Des centaines d’emplois sont menacés chez GAM, rapporte le Financial Times, citant des sources proches du dossier. La société suisse réorganise son modèle opérationnel pour réduire les coûts. Elle se prépare à amalgamer de multiples bases de donner et à réunir ses systèmes de gestion sur une seule et même plateforme. Peter Sanderson, l’ancien dirigeant de BlackRock qui a rejoint GAM en tant que nouveau directeur général en septembre, a récemment organisé une réunion qui a laissé aux salariés l’impression que d’importantes suppressions de postes étaient inévitables, selon une personne qui y a assisté. «Plusieurs centaines de pertes d’emplois sont possibles au cours des deux ou trois prochaines années», selon une autre personne. Des suppressions de postes dans le back-office seraient une conséquence de l’exercice.
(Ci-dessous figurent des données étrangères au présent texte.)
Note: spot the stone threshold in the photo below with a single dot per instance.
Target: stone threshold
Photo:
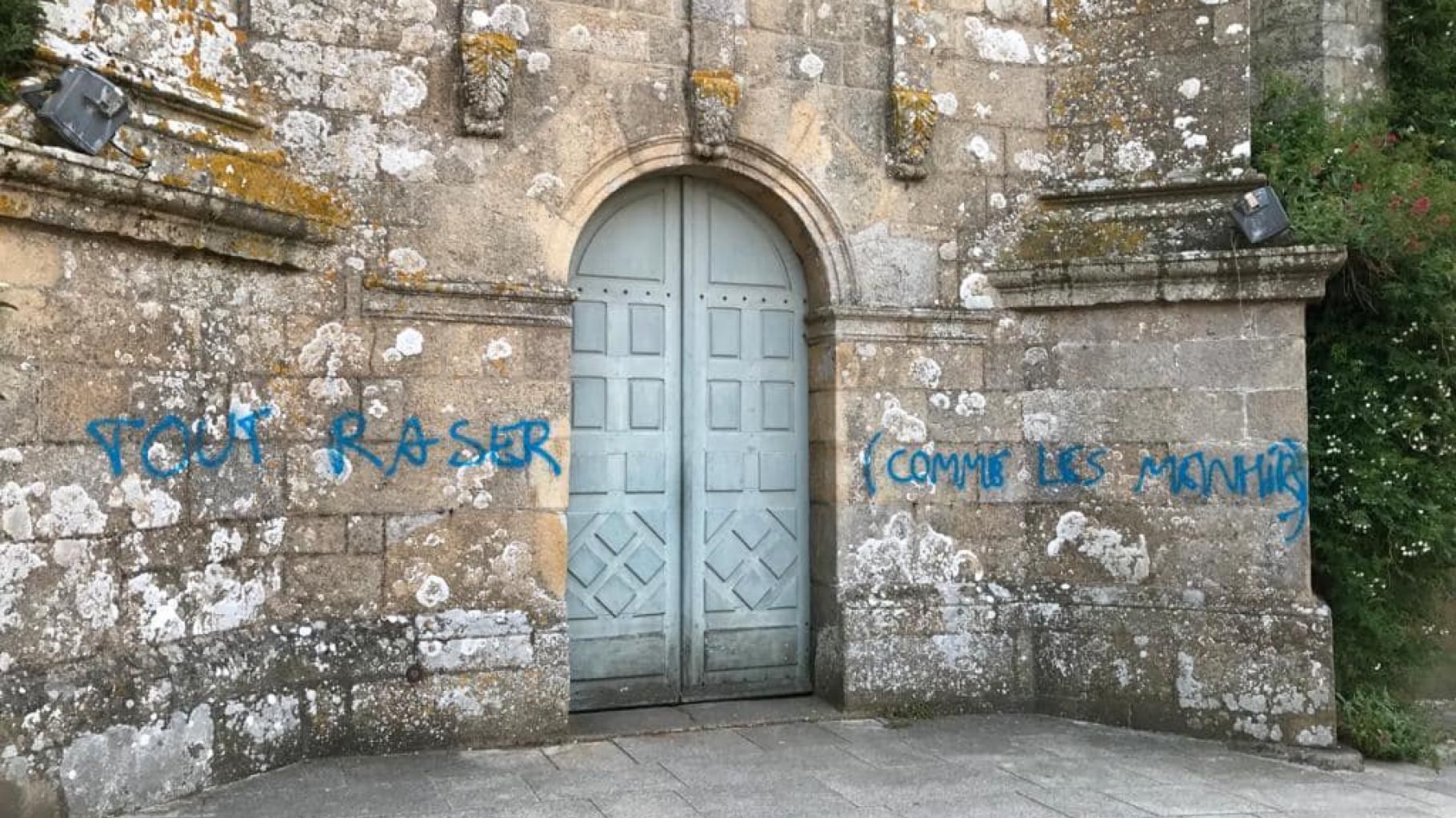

BlackRock vient de lever 1,2 milliard d’euros dans le cadre du premier « closing » de son deuxième fonds de dette européen, et 300 millions d’euros supplémentaires en provenance de divers mandats, a appris Capital Finance. L’objectif final maximal s'élève à 2,5 milliards d’ici le premier semestre 2020. Le média spécialisé dans le M&A note que cette levée constituerait un «bond significatif» pour le géant américain, son premier véhicule, le «BlackRock European Middle Market Private Debt Fund I», ayant levé 1,1 milliard d’euros en 2017.
Le média Funds People rapporte que la société du gérant star des marchés émergents Mark Mobius, Mobius Capital Partners, a enregistré sa Sicav luxembourgeoise auprès du régulateur espagnol CNMV. La Sicav,représentée par Atrium,contient un fonds actions émergentes de haute conviction (20-35 positions) avec un focus sur l’investissement responsable. Sagestion est assurée par Mobius, Carlos Hardenberg et Greg Konieczny et son style se rapproche de l’approche private equity.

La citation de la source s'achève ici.